Wayne Roberts, visual artist

 

The Lifeboat, winner of the 1996 Paul Schwartz Memorial Award, American Watercolor Society, New York


The Lifeboat

Winner of the Paul Schwartz Memorial Award, American Watercolor Society, New York, 1996

transparent watercolor on Lanaquarelle 300gsm cold-pressed paper, 56cm x 76cm

private collection

This painting was reproduced in the American Watercolor Society 1996 Annual.
The painting was also printed in the author's book, Principles of nature: towards a new visual language, 2003

The painting typifies and perhaps epitomises the artist's intuitive marine watercolors. In his interactive intuitive approach to seascapes, colors are applied to the paper which has been pre-dampened, working wet-into-wet. There is no preliminary drawing, no preliminary sketching or studies, nor any form of reference material. The colors ebb and flow on the wet paper in resonance with the nature of waves themselves—troughs and crests are 'suggested' in the early phases of the painting. The artist then applies further tones and colors in synchrony with the hinted emerging forms, working interactively and dynamically in real time and in concert with the painting. The entire painting process from start to finish is very much alive—like live improvisation in music.

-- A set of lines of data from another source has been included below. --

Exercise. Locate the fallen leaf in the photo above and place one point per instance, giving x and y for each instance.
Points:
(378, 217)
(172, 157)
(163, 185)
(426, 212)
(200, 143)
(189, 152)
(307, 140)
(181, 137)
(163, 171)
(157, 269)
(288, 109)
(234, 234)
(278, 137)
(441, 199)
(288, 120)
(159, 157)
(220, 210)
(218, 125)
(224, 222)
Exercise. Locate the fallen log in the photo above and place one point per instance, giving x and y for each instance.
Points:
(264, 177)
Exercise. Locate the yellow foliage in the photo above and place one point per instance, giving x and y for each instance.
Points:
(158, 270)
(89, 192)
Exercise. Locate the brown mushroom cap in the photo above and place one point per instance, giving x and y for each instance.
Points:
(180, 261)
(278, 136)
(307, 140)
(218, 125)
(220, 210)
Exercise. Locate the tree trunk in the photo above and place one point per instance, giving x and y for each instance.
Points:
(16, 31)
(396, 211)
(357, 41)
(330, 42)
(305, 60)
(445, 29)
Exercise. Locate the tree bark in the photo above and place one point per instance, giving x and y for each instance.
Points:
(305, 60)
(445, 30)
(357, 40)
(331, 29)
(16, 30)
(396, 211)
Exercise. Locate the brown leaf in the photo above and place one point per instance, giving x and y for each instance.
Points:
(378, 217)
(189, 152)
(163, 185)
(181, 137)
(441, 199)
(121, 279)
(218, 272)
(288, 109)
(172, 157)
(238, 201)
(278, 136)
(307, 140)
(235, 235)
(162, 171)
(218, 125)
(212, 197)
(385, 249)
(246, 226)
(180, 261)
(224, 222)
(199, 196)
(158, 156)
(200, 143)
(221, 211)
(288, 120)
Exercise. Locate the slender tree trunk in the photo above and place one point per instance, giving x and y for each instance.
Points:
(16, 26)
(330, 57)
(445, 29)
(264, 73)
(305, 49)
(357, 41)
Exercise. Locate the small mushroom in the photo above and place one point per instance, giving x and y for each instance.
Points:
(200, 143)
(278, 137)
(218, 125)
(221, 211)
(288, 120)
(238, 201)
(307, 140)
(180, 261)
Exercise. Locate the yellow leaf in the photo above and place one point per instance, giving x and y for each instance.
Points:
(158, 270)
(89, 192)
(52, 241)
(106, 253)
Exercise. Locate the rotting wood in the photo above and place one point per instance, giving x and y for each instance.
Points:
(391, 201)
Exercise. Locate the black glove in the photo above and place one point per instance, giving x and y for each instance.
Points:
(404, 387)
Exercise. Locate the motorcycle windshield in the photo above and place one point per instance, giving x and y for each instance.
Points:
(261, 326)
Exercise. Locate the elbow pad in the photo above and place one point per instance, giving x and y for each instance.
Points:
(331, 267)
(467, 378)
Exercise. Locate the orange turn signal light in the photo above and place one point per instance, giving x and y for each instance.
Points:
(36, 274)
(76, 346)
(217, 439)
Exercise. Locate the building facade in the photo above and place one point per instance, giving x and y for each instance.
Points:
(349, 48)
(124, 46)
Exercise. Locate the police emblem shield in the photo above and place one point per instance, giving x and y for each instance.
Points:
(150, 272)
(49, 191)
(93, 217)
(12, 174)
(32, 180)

Areas of white paper must be left for the breakers. Once the white paper is painted over there is no retrieving these 'whites' transparently. Furthermore, no masking fluid has been used. The technique is thus fully classical and true to the principles of transparent watercolor yet is distinguished from that tradition by virtue of the strength of the darks which expands the dynamic tonal range of an otherwise high-key medium. An unsual and distinctive aspect of many of the transparent watercolors of Wayne Roberts is the dynamic range he achieves from light to dark. It is very rare to see soft-focus but strong velvety darks in large-scale wet-in-wet transparent watercolor because firstly the colors are transparent and secondly there is a double dilution effect caused by the water on the brush (which is needed to charge the brush with pigment) which is added to the water on the wet surface of the paper. If the paper is too wet, the shape is lost and the strength of the dark gives way to a lighter shade. If the paper is too dry, a scratchy or gluggy or unsightly 'backwash effect' spoils the consistency and evenness of the dark washes. Anyone who has tried wet-in-wet watercolor will know immediately the difficulty of achieving these kinds of soft-edged yet strong darks without using black opaque pigment.